Will Maca (Lepidium meyenii or L. peruvianum) improve erectile dysfunction? The answer is ‘yes, indirectly’. This is one of the few herbs that has some decent evidence for being a good, old fashioned and legitimate aphrodisiac. This is a plant that grows in the high altitudes of the Andes in Peru and has been eaten by the natives for centuries for both food and increasing sexual potency. And, in this case, it looks like the natives knew what they were doing: studies on rats and mice have shown it dramatically improves sexual behaviors.  In other words, at least in rodents, science has shown that Maca is a powerful aphrodisiac.
What about in humans? Well, even though no studies have been done on Maca’s libido-enhancing powers to date on humans, Maca has been shown to also be something sent down by the fertility gods.
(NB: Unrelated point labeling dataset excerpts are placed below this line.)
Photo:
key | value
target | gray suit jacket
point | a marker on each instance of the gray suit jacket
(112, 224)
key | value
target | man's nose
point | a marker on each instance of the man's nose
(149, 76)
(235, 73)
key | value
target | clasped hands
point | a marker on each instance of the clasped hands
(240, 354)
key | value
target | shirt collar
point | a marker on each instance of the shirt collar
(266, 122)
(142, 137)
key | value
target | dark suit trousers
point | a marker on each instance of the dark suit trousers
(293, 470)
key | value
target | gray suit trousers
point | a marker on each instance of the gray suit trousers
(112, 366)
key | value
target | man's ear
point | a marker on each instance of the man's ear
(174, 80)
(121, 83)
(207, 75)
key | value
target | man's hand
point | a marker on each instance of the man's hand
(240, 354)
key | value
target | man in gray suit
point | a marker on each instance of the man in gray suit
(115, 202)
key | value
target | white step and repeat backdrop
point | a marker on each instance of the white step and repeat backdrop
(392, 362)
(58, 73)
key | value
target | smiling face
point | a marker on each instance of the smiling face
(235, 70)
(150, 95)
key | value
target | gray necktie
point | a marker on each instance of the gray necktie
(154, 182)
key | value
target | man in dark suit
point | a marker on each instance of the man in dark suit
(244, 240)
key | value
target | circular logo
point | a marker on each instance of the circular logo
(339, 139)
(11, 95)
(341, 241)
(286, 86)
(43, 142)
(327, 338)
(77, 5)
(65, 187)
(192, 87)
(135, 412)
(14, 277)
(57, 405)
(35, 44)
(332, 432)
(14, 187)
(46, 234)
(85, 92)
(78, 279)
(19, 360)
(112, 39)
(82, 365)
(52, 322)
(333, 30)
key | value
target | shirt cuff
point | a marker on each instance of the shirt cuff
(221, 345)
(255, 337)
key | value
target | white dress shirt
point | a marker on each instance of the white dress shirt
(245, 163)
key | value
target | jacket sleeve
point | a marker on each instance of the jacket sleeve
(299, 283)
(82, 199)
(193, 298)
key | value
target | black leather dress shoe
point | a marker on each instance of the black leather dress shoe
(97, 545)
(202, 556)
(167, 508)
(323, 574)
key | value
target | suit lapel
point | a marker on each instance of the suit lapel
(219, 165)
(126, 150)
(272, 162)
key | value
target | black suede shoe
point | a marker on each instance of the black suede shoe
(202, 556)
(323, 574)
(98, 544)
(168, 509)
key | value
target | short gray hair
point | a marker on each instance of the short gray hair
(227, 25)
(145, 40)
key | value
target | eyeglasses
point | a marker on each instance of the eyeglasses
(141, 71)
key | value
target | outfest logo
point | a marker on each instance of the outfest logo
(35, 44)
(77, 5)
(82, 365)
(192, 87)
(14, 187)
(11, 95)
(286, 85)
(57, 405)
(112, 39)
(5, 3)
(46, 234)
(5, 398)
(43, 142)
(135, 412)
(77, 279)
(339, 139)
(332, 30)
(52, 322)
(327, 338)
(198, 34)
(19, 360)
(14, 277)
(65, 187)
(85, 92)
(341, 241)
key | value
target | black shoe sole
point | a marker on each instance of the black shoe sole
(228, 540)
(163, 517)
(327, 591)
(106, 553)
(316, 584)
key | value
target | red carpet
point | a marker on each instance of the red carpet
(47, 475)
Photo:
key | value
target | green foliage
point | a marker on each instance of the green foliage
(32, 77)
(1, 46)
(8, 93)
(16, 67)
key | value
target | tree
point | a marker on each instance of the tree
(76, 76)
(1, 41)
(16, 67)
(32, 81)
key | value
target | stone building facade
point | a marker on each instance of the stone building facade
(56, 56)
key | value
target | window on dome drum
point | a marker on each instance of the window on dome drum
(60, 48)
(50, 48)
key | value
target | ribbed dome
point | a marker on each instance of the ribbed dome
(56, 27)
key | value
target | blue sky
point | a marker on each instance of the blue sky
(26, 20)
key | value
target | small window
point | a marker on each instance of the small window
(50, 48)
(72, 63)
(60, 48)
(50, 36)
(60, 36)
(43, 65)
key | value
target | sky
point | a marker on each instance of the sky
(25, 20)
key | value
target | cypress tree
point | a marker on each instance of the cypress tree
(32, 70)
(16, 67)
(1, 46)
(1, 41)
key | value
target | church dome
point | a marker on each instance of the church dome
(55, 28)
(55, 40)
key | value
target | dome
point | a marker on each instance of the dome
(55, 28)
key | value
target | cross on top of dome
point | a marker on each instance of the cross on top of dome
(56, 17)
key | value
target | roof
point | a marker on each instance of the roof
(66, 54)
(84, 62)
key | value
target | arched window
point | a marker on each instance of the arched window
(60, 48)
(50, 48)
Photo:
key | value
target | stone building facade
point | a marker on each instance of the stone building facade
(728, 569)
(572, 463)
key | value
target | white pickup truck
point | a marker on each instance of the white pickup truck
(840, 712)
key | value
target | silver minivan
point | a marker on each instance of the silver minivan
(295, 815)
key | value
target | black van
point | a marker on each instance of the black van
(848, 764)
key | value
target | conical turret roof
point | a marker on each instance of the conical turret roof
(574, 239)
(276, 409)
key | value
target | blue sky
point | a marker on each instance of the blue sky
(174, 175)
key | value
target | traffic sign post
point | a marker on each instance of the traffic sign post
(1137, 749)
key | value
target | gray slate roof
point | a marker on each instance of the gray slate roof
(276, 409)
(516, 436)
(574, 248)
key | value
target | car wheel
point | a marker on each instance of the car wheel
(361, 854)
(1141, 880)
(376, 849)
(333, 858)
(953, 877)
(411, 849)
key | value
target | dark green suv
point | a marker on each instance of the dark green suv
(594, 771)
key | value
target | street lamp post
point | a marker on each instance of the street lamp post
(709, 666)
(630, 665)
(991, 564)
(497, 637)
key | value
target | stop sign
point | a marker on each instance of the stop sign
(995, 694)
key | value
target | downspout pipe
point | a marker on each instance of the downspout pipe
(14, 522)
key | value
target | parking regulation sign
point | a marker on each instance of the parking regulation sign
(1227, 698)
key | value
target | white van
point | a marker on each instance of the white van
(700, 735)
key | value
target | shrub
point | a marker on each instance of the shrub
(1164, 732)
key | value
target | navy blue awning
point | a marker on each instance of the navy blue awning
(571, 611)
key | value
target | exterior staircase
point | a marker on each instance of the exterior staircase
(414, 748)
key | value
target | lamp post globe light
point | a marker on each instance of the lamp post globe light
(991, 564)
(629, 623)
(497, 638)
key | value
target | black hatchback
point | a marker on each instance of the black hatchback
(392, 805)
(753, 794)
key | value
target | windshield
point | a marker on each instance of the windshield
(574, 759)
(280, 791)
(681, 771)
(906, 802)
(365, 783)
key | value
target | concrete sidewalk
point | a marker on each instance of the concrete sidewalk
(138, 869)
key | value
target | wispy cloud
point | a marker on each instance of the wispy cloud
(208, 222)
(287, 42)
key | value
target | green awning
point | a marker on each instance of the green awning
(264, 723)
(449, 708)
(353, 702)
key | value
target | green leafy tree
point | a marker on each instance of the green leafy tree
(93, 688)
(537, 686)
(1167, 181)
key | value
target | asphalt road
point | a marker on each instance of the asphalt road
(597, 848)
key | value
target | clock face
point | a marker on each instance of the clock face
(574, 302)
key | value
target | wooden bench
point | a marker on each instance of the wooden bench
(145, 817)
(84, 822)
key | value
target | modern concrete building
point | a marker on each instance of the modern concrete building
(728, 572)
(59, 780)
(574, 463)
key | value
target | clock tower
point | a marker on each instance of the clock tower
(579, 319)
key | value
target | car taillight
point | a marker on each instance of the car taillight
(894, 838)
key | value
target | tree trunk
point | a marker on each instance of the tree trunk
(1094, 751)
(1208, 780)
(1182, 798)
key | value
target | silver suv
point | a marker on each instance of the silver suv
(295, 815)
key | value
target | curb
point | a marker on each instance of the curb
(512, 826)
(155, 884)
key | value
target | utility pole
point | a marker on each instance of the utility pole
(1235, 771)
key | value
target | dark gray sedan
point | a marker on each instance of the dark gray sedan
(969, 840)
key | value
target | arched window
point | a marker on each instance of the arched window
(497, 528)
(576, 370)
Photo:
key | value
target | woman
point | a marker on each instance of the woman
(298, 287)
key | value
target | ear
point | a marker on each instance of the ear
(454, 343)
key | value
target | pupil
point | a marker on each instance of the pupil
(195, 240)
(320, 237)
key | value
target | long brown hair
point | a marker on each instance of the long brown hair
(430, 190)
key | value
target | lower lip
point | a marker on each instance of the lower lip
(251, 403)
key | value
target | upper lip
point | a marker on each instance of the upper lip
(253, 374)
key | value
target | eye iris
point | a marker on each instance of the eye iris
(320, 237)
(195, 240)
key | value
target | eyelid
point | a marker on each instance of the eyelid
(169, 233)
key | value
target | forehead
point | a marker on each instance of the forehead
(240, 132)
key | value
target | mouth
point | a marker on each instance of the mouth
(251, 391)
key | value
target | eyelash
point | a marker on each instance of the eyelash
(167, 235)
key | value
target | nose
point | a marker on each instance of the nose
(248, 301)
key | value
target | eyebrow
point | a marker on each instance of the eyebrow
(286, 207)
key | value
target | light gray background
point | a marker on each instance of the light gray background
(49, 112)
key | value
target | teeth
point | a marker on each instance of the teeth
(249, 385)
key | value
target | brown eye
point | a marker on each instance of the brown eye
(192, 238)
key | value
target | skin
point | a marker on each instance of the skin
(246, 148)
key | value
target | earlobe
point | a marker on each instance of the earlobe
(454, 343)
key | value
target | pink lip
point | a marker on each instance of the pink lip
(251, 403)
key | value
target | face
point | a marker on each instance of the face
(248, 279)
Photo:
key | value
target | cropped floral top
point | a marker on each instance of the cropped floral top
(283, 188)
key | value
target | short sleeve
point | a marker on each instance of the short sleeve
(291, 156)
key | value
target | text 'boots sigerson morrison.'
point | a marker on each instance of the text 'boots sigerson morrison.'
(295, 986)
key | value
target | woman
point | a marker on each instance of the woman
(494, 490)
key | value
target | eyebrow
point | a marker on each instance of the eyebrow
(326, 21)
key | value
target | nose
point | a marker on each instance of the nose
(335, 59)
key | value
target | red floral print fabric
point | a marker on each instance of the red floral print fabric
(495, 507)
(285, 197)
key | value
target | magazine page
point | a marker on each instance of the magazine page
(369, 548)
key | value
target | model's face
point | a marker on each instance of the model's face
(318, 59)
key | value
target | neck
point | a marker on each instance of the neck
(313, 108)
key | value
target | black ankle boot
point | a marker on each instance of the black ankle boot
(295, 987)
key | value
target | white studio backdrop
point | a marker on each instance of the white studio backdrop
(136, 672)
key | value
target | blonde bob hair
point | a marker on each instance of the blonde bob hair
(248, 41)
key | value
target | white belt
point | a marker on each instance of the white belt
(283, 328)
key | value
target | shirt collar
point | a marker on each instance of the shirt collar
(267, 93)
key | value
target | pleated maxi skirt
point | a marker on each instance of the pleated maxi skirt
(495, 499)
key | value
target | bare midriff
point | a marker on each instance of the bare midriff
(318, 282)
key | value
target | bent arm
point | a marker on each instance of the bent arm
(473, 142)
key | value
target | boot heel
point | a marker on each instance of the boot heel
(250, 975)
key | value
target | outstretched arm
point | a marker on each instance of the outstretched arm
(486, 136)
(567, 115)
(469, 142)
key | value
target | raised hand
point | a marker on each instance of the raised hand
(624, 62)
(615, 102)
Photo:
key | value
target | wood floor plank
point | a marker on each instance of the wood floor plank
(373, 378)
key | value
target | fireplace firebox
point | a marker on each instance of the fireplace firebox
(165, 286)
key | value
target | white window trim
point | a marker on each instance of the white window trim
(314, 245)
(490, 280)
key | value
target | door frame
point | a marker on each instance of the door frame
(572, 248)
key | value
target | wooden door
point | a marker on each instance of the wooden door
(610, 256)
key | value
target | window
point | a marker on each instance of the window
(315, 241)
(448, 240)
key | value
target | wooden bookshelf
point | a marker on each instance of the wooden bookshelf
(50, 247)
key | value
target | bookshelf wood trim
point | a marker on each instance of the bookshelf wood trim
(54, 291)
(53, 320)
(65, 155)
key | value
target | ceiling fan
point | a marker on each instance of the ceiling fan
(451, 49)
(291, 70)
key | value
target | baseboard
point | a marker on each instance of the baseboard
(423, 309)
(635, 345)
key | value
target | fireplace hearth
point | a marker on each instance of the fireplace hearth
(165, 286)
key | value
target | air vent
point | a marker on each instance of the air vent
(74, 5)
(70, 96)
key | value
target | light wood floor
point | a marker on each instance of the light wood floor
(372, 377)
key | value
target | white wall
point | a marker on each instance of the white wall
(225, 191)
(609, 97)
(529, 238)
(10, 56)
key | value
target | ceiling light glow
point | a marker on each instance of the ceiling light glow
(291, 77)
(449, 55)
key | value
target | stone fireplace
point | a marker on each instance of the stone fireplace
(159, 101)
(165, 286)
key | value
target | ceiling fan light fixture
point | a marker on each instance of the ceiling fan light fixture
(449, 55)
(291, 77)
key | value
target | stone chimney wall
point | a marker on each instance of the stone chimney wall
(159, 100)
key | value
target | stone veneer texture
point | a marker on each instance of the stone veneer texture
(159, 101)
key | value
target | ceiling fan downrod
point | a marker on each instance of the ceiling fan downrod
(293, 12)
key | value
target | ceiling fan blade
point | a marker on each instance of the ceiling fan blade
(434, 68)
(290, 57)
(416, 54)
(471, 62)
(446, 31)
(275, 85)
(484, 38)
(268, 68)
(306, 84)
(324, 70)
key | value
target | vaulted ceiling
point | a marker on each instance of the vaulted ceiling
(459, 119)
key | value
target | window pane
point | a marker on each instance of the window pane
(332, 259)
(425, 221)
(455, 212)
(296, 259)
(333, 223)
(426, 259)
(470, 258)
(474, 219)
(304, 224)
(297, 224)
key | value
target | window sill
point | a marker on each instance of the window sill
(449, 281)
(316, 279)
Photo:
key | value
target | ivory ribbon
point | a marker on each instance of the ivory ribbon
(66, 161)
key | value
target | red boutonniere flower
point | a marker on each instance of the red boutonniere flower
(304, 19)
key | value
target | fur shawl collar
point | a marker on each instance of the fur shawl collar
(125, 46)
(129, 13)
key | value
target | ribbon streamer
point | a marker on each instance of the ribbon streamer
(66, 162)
Researchers examining nine men, aged 24-44, found that “the semen volume, total sperm count, motile sperm count, and sperm motility (Grades a+b) were significantly increased after treatment with Maca”.  So Maca gives you more sperm, better sperm and more seminal fluid. And it definitely makes you feel more “full” down there below the belt and ready to ejaculate!
It’s interesting that these men had no statistically significant changes in hormones such as follicle stimulating hormone, luetinizing hormone, testosterone, estrogen or prolactin. Somehow, Maca does its thing without significantly altering hormone levels. However, the researchers did speculate that perhaps Maca changed levels of free testosterone, which is most critical for us males, without changing total testosterone.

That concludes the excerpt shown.